Construction of Integrated Materials Data System for Data-driven Materials Research

Big data based artificial intelligence has been greatly expected to change the style of materials research, and improve the efficiency and decrease the cost of materials development. However, in spite of the great efforts done on data collection and database construction since 1880's, data shortage is still the bottleneck of today's data-driven materials research.

Data integration has been addressed as one of the key issues of materials data system for decades. In recent years, some data formats and protocols have been proposed for data exchange between different data resources. Nevertheless, material identification is still a confusing problem, since lack of common descriptors for all materials fields. In this presented work, based on the statistics of NIMS Inorganic Materials Database AtomWork-Adv, we proposed a set of descriptors to define a substance, and created a substance dictionary containing more than 158,000 substances. With this dictionary, users can identify their own materials at substance level, and make links to the crystal structure and property data in AtomWork-Adv.

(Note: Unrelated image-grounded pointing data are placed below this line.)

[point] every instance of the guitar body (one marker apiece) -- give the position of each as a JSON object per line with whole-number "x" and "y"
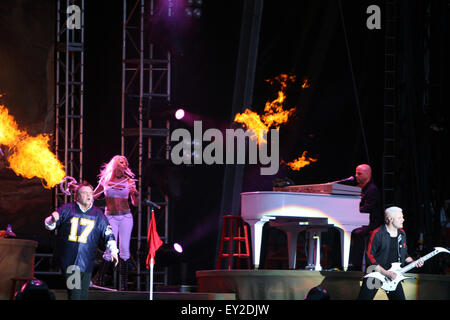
{"x": 386, "y": 283}
{"x": 390, "y": 285}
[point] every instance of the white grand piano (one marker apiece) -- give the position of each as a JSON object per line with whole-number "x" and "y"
{"x": 296, "y": 208}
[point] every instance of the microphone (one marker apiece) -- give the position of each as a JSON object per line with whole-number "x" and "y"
{"x": 127, "y": 174}
{"x": 351, "y": 178}
{"x": 153, "y": 205}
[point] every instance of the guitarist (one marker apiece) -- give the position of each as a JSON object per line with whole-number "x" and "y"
{"x": 387, "y": 244}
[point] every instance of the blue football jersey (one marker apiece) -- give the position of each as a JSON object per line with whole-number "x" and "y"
{"x": 79, "y": 234}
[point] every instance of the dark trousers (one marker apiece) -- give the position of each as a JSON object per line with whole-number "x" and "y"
{"x": 80, "y": 293}
{"x": 358, "y": 243}
{"x": 368, "y": 294}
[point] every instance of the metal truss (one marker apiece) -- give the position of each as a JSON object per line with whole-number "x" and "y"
{"x": 145, "y": 83}
{"x": 69, "y": 90}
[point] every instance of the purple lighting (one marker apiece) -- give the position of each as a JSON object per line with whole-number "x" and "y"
{"x": 178, "y": 248}
{"x": 179, "y": 114}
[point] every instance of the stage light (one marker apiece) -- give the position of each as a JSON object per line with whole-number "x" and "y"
{"x": 317, "y": 293}
{"x": 179, "y": 114}
{"x": 178, "y": 248}
{"x": 34, "y": 290}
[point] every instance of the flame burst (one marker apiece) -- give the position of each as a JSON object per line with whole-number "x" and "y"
{"x": 29, "y": 156}
{"x": 301, "y": 162}
{"x": 274, "y": 114}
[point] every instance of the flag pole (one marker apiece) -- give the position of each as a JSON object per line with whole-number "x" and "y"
{"x": 152, "y": 262}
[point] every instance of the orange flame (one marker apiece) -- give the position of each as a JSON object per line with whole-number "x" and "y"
{"x": 274, "y": 114}
{"x": 301, "y": 162}
{"x": 29, "y": 156}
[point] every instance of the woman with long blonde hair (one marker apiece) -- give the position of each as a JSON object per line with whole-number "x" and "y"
{"x": 117, "y": 184}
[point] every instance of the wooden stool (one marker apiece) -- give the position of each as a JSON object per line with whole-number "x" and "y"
{"x": 234, "y": 229}
{"x": 13, "y": 285}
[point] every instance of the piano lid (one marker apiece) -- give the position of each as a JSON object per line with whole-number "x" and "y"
{"x": 325, "y": 188}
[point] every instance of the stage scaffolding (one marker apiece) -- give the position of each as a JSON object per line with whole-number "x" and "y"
{"x": 390, "y": 101}
{"x": 146, "y": 84}
{"x": 69, "y": 87}
{"x": 69, "y": 114}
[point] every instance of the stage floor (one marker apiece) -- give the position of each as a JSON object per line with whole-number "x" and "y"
{"x": 294, "y": 284}
{"x": 144, "y": 295}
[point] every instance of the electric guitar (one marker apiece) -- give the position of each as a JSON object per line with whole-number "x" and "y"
{"x": 390, "y": 285}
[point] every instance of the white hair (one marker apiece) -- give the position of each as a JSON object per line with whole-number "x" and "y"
{"x": 391, "y": 211}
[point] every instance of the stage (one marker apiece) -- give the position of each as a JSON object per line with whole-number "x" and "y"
{"x": 144, "y": 295}
{"x": 294, "y": 284}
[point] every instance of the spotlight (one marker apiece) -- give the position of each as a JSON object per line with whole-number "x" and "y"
{"x": 177, "y": 247}
{"x": 34, "y": 290}
{"x": 179, "y": 114}
{"x": 317, "y": 293}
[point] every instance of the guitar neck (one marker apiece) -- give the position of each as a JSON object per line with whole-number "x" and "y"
{"x": 424, "y": 258}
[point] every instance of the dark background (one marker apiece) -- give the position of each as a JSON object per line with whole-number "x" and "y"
{"x": 302, "y": 38}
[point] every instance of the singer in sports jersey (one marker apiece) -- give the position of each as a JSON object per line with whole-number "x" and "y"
{"x": 117, "y": 184}
{"x": 82, "y": 228}
{"x": 387, "y": 244}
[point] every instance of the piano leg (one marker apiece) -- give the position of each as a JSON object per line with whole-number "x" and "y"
{"x": 314, "y": 250}
{"x": 345, "y": 247}
{"x": 292, "y": 247}
{"x": 256, "y": 229}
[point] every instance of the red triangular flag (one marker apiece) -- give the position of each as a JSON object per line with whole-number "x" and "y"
{"x": 153, "y": 241}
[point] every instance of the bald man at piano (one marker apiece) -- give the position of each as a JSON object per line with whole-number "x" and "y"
{"x": 370, "y": 203}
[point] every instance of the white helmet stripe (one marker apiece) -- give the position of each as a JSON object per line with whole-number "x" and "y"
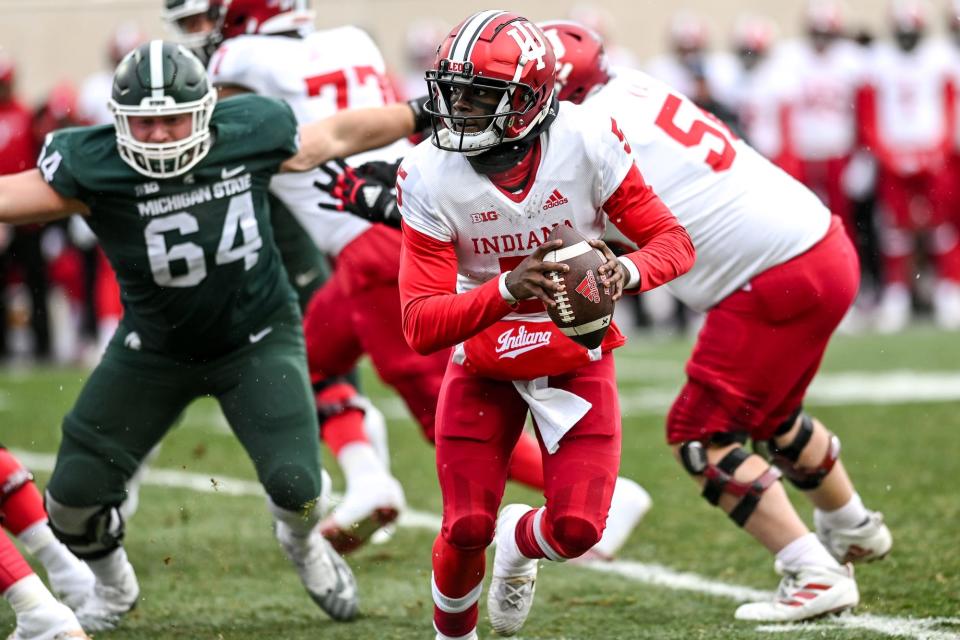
{"x": 156, "y": 68}
{"x": 472, "y": 28}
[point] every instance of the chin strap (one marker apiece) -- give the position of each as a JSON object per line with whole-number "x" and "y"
{"x": 509, "y": 154}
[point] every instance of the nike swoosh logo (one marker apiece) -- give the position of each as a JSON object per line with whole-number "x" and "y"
{"x": 260, "y": 335}
{"x": 305, "y": 278}
{"x": 229, "y": 173}
{"x": 516, "y": 352}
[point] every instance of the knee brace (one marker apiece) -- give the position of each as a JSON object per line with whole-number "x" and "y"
{"x": 719, "y": 478}
{"x": 574, "y": 535}
{"x": 334, "y": 396}
{"x": 473, "y": 531}
{"x": 89, "y": 532}
{"x": 785, "y": 457}
{"x": 13, "y": 476}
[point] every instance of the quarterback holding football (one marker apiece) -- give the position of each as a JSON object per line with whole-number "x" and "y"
{"x": 503, "y": 168}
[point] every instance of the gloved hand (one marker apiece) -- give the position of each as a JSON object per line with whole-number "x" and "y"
{"x": 367, "y": 191}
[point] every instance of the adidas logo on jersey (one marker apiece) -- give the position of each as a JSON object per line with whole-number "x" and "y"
{"x": 510, "y": 345}
{"x": 555, "y": 200}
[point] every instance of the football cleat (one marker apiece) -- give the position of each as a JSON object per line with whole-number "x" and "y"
{"x": 946, "y": 305}
{"x": 324, "y": 574}
{"x": 365, "y": 509}
{"x": 48, "y": 622}
{"x": 470, "y": 636}
{"x": 869, "y": 541}
{"x": 629, "y": 504}
{"x": 805, "y": 593}
{"x": 72, "y": 585}
{"x": 108, "y": 603}
{"x": 510, "y": 596}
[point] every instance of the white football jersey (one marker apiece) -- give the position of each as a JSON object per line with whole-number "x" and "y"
{"x": 582, "y": 163}
{"x": 317, "y": 75}
{"x": 822, "y": 97}
{"x": 910, "y": 94}
{"x": 743, "y": 214}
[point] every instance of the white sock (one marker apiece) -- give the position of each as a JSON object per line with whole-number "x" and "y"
{"x": 28, "y": 593}
{"x": 508, "y": 558}
{"x": 806, "y": 550}
{"x": 359, "y": 460}
{"x": 110, "y": 568}
{"x": 849, "y": 516}
{"x": 40, "y": 542}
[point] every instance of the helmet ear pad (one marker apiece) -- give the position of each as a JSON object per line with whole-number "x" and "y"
{"x": 160, "y": 79}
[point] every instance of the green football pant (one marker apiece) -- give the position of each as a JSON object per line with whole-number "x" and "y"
{"x": 133, "y": 398}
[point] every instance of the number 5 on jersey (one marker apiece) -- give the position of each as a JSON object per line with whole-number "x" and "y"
{"x": 240, "y": 216}
{"x": 700, "y": 128}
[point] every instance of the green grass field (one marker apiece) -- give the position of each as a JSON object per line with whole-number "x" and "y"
{"x": 210, "y": 568}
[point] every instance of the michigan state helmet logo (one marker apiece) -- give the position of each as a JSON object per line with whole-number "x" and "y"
{"x": 158, "y": 80}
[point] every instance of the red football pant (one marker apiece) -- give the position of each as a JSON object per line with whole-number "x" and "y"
{"x": 913, "y": 203}
{"x": 761, "y": 346}
{"x": 13, "y": 567}
{"x": 21, "y": 505}
{"x": 478, "y": 423}
{"x": 357, "y": 311}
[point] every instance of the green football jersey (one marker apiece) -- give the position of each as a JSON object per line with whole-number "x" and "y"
{"x": 194, "y": 255}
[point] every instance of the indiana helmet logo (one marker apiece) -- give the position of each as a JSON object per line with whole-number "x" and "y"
{"x": 532, "y": 47}
{"x": 588, "y": 288}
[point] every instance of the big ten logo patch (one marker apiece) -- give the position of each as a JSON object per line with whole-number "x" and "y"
{"x": 484, "y": 216}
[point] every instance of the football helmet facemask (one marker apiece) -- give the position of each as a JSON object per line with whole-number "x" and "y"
{"x": 582, "y": 67}
{"x": 160, "y": 79}
{"x": 202, "y": 43}
{"x": 492, "y": 83}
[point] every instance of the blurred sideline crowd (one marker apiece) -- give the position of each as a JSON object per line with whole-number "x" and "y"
{"x": 868, "y": 121}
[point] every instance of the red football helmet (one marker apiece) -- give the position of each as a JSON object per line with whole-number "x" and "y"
{"x": 908, "y": 16}
{"x": 492, "y": 82}
{"x": 264, "y": 16}
{"x": 753, "y": 33}
{"x": 824, "y": 17}
{"x": 7, "y": 67}
{"x": 582, "y": 66}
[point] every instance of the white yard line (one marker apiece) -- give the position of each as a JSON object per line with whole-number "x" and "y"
{"x": 647, "y": 573}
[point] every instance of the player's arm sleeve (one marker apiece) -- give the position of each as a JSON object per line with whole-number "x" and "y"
{"x": 434, "y": 315}
{"x": 276, "y": 124}
{"x": 26, "y": 197}
{"x": 49, "y": 192}
{"x": 349, "y": 132}
{"x": 666, "y": 250}
{"x": 234, "y": 68}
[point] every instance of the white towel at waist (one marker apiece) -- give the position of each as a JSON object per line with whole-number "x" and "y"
{"x": 555, "y": 411}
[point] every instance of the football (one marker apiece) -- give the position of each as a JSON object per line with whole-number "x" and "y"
{"x": 584, "y": 310}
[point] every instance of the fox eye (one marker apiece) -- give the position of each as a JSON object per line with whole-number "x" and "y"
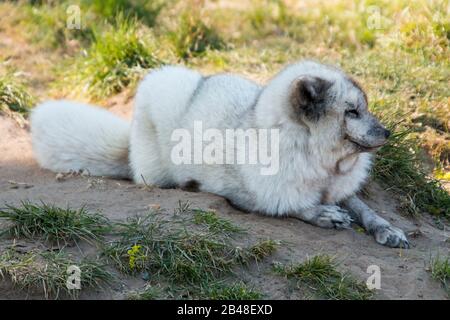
{"x": 352, "y": 113}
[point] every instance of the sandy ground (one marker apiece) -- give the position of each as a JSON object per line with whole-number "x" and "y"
{"x": 404, "y": 273}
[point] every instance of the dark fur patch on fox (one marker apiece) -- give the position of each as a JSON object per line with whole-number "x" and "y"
{"x": 309, "y": 98}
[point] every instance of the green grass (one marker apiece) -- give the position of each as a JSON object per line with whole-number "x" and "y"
{"x": 440, "y": 271}
{"x": 320, "y": 274}
{"x": 399, "y": 166}
{"x": 62, "y": 226}
{"x": 214, "y": 223}
{"x": 46, "y": 272}
{"x": 146, "y": 11}
{"x": 117, "y": 58}
{"x": 177, "y": 251}
{"x": 234, "y": 291}
{"x": 14, "y": 96}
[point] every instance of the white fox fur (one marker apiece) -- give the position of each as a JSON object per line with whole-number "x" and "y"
{"x": 72, "y": 136}
{"x": 322, "y": 143}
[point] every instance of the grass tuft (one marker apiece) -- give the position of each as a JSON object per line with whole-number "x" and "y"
{"x": 117, "y": 58}
{"x": 63, "y": 226}
{"x": 234, "y": 291}
{"x": 47, "y": 272}
{"x": 440, "y": 271}
{"x": 193, "y": 37}
{"x": 146, "y": 11}
{"x": 175, "y": 249}
{"x": 320, "y": 274}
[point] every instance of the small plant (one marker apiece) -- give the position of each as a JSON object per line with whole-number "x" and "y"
{"x": 193, "y": 37}
{"x": 177, "y": 251}
{"x": 117, "y": 58}
{"x": 440, "y": 271}
{"x": 320, "y": 274}
{"x": 214, "y": 223}
{"x": 48, "y": 272}
{"x": 13, "y": 95}
{"x": 146, "y": 11}
{"x": 399, "y": 166}
{"x": 54, "y": 224}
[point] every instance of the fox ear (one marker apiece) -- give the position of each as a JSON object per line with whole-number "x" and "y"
{"x": 309, "y": 96}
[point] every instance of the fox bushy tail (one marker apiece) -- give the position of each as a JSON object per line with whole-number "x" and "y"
{"x": 72, "y": 136}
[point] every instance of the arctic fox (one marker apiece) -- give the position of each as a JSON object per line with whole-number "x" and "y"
{"x": 325, "y": 139}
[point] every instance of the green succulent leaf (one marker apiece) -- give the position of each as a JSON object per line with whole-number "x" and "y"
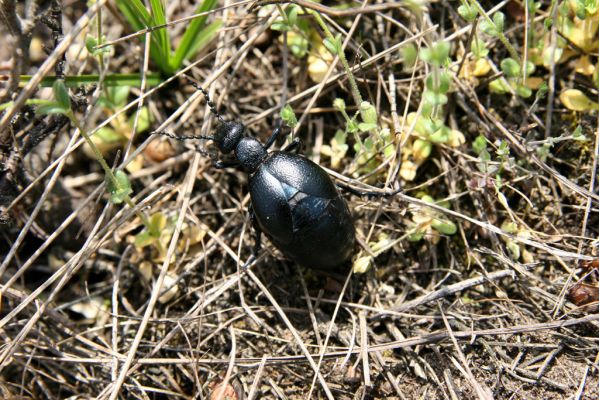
{"x": 119, "y": 190}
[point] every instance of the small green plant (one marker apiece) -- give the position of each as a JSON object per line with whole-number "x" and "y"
{"x": 429, "y": 223}
{"x": 196, "y": 35}
{"x": 428, "y": 128}
{"x": 118, "y": 184}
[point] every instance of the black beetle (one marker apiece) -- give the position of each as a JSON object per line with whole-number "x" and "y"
{"x": 293, "y": 200}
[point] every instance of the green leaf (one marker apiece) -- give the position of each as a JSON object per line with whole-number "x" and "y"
{"x": 144, "y": 239}
{"x": 61, "y": 94}
{"x": 366, "y": 127}
{"x": 196, "y": 36}
{"x": 159, "y": 18}
{"x": 139, "y": 18}
{"x": 510, "y": 67}
{"x": 108, "y": 135}
{"x": 488, "y": 28}
{"x": 339, "y": 104}
{"x": 444, "y": 226}
{"x": 416, "y": 236}
{"x": 90, "y": 43}
{"x": 441, "y": 135}
{"x": 157, "y": 224}
{"x": 119, "y": 190}
{"x": 368, "y": 113}
{"x": 479, "y": 48}
{"x": 523, "y": 91}
{"x": 143, "y": 122}
{"x": 280, "y": 25}
{"x": 330, "y": 45}
{"x": 114, "y": 97}
{"x": 499, "y": 19}
{"x": 578, "y": 135}
{"x": 499, "y": 86}
{"x": 292, "y": 12}
{"x": 288, "y": 116}
{"x": 435, "y": 99}
{"x": 541, "y": 91}
{"x": 479, "y": 144}
{"x": 409, "y": 54}
{"x": 437, "y": 54}
{"x": 50, "y": 107}
{"x": 467, "y": 12}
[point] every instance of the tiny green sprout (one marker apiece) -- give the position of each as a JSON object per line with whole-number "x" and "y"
{"x": 503, "y": 150}
{"x": 442, "y": 85}
{"x": 152, "y": 232}
{"x": 444, "y": 227}
{"x": 121, "y": 190}
{"x": 339, "y": 104}
{"x": 468, "y": 12}
{"x": 61, "y": 103}
{"x": 544, "y": 151}
{"x": 499, "y": 86}
{"x": 368, "y": 113}
{"x": 499, "y": 20}
{"x": 434, "y": 98}
{"x": 578, "y": 135}
{"x": 541, "y": 91}
{"x": 479, "y": 48}
{"x": 91, "y": 43}
{"x": 409, "y": 54}
{"x": 286, "y": 22}
{"x": 495, "y": 27}
{"x": 61, "y": 94}
{"x": 523, "y": 91}
{"x": 288, "y": 116}
{"x": 333, "y": 45}
{"x": 441, "y": 135}
{"x": 510, "y": 67}
{"x": 435, "y": 55}
{"x": 585, "y": 8}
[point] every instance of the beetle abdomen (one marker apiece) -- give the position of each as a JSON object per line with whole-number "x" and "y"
{"x": 323, "y": 233}
{"x": 297, "y": 205}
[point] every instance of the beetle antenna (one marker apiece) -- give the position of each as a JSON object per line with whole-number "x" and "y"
{"x": 182, "y": 138}
{"x": 207, "y": 97}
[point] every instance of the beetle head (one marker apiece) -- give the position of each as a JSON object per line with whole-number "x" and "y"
{"x": 250, "y": 153}
{"x": 228, "y": 135}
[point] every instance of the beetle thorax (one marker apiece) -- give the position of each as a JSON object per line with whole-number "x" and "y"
{"x": 250, "y": 153}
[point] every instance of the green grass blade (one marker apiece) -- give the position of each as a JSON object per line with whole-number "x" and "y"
{"x": 159, "y": 18}
{"x": 195, "y": 36}
{"x": 135, "y": 13}
{"x": 140, "y": 18}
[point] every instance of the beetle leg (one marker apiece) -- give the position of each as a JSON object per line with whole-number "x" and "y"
{"x": 257, "y": 240}
{"x": 257, "y": 231}
{"x": 225, "y": 164}
{"x": 295, "y": 146}
{"x": 368, "y": 193}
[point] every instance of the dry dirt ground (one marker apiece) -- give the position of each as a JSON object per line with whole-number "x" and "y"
{"x": 475, "y": 280}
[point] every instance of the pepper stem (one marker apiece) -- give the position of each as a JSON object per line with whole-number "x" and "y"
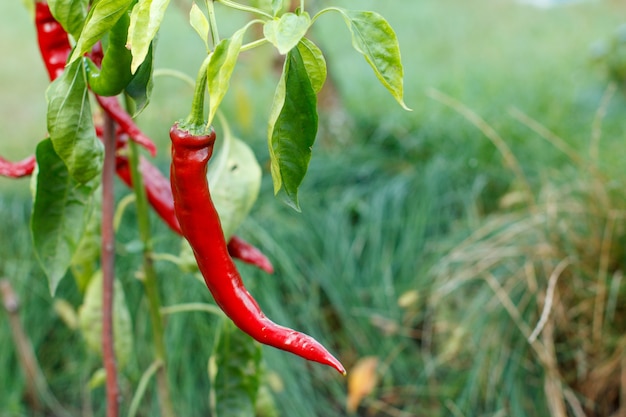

We also show an example of data structure for multiphase and composite materials and how to link them with the substance data.

Addressing the data shortage problem, we analyzed the distribution of available property data versus substance. This helps us to understand the current situation of data availability and set up plans of data generation. We also show that a key to small data issue is to leverage the correlations between properties. Since properties dominated by same physical and chemical factors tend to have strong correlationship, it gives us a chance to use the property with sufficient data as a substitute of that with a few data available. Several examples of our data-driven researches with small data set are introduced.